Некотороевремя все молчали, и стал отчётливо слышен гул перемены. В учительскую, интеллигентно сутулясь, зашёл Максим Эдуардович Лебедев, вяло поздоровался, достал из кармана душистый носовой платок и, сняв очки, начал задумчиво протирать отливающие янтарём толстые стекла.
— Это хамство! — неожиданно крикнула Гиря и швырнула красный карандаш. — Неужели никто не может сказать Казаковцевой, что в таких кофтах по школе-то не ходят!
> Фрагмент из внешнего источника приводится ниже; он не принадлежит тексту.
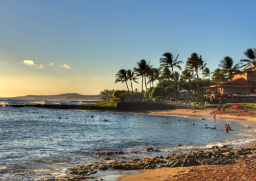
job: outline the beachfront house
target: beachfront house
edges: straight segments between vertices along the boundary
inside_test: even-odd
[[[252,64],[240,73],[234,73],[233,80],[206,86],[205,97],[214,99],[217,96],[230,97],[231,89],[234,97],[256,96],[256,65]]]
— А как же ей ходить? — удивился Борис Евсеевич.
— Как все! — ответила Гиря: на ней был темно-зелёный костюм из чистой полушерсти.
— Что значит как все? — возразил Котик. — Тогда уж лучше снова мундиры ввести. Кстати, может быть, их зря отменили!
— При чем здесь мундиры-то? Совесть надо иметь! Она бы ещё майку одела…
— Майки, Евдокия Матвеевна, надевают, — вкрадчиво подсказал Борис Евсеевич.
— Да не цепляйтесь вы к словам-то! — возмутилась Гиря.
Максим Эдуардович вздохнул и отвернулся, точно воспитанный человек, вовлекаемый в магазинную ссору. Котик примирительно развёл руками и подсел ко мне.
— Теперь, после “Доживём до понедельника”, — почти на ухо проговорил Борис Евсеевич, — никто не говорит “ложить”, но вы представляете, сколько фильмов о школе нужно снять, чтобы научить педагогов говорить правильно?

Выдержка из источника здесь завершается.